賈現正打完電話回來,臉上帶著一絲慌亂和勉強的笑容:“一點工作上的小事,讓各位見笑了。”
花語寒沒有追問,只是淡淡地說:“既然賈博士有事,那今天的接風宴就到這裡吧。我讓司機送你回家休息。”
賈現正巴不得早點離開,賈家還在等著他回去彙報情況,他連忙點頭:“好,好,那我就先告辭了。語寒,我們改日再聊。”
他深深地看了花語寒一眼,眼神中充滿了不甘和算計。
送走賈現正,包廂裡只剩下花語寒、花語煙和蘇晨三個人。
花語煙率先忍不住,壓低聲音對花語寒說:“姐!蘇晨說的是真的嗎?賈大少他……他真的……”

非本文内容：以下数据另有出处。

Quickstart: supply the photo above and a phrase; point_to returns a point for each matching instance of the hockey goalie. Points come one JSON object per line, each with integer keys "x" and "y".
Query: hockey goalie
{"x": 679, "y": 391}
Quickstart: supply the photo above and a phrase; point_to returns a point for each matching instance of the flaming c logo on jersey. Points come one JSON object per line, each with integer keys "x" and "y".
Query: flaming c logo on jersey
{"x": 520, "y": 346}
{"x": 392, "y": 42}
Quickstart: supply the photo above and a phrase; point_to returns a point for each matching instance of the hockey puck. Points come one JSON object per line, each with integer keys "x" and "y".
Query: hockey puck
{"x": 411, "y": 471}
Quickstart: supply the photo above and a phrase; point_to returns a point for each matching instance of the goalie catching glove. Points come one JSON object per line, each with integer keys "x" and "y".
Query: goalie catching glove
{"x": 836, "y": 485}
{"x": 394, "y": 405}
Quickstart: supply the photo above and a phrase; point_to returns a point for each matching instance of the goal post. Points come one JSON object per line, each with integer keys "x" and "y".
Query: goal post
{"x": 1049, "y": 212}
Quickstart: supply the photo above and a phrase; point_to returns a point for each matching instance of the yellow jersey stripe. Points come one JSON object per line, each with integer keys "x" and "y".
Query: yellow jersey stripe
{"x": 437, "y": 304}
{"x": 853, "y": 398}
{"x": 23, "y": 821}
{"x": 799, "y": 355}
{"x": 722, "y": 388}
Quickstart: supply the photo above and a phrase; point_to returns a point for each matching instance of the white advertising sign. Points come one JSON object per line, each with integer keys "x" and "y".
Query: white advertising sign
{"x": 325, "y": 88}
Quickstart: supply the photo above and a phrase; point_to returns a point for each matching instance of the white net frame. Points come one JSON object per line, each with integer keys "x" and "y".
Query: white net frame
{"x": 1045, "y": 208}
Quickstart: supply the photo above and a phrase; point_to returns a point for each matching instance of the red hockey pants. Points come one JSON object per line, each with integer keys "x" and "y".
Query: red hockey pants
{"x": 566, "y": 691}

蘇晨問道:“我說什麼了?我什麼都沒有說,你可不要讓我背鍋。”
花語寒向妹妹花語煙使了個眼色。
花語煙這才反應過來,是她沉不住氣,這只是蘇晨的心聲,是她衝動了。
花語寒沒有再說話,她的目光落在蘇晨身上,帶著審視和探究。
這個一首被她視為廢物的男人,這幾天帶給她的震驚實在太多了。
他不僅能說出賈現正的秘密,還似乎對很多事情都瞭如指掌。
蘇晨被她看得有些不自在,摸了摸鼻子:“花總,看我幹什麼?飯也吃完了,人也送走了,是不是可以去辦離婚手續了?”
他現在只想趕緊拿到錢,遠離這個是非之地。
花語寒回過神,眼神冰冷:“離婚?蘇晨,你就這麼迫不及待了?你就這麼著急想拿了錢拍拍屁股走人嗎?”
蘇晨一愣:“什麼意思?你想反悔?”
“反悔?”花語寒冷笑一聲,“我花語寒說出去的話,還沒有不算數的時候。但是,在離婚之前,我還想搞清楚一些事情。”
她死死地盯著蘇晨,彷彿要將他看穿。
【你那些爛事情跟我有毛關係?我只想和你快點離婚,我在乎的只有拿一個小目標的補償金】
蘇晨心裡吐槽,嘴上卻打著哈哈:“我什麼都不知道?更幫不上你的忙,只有賈現正這個大才子才是你的良配。”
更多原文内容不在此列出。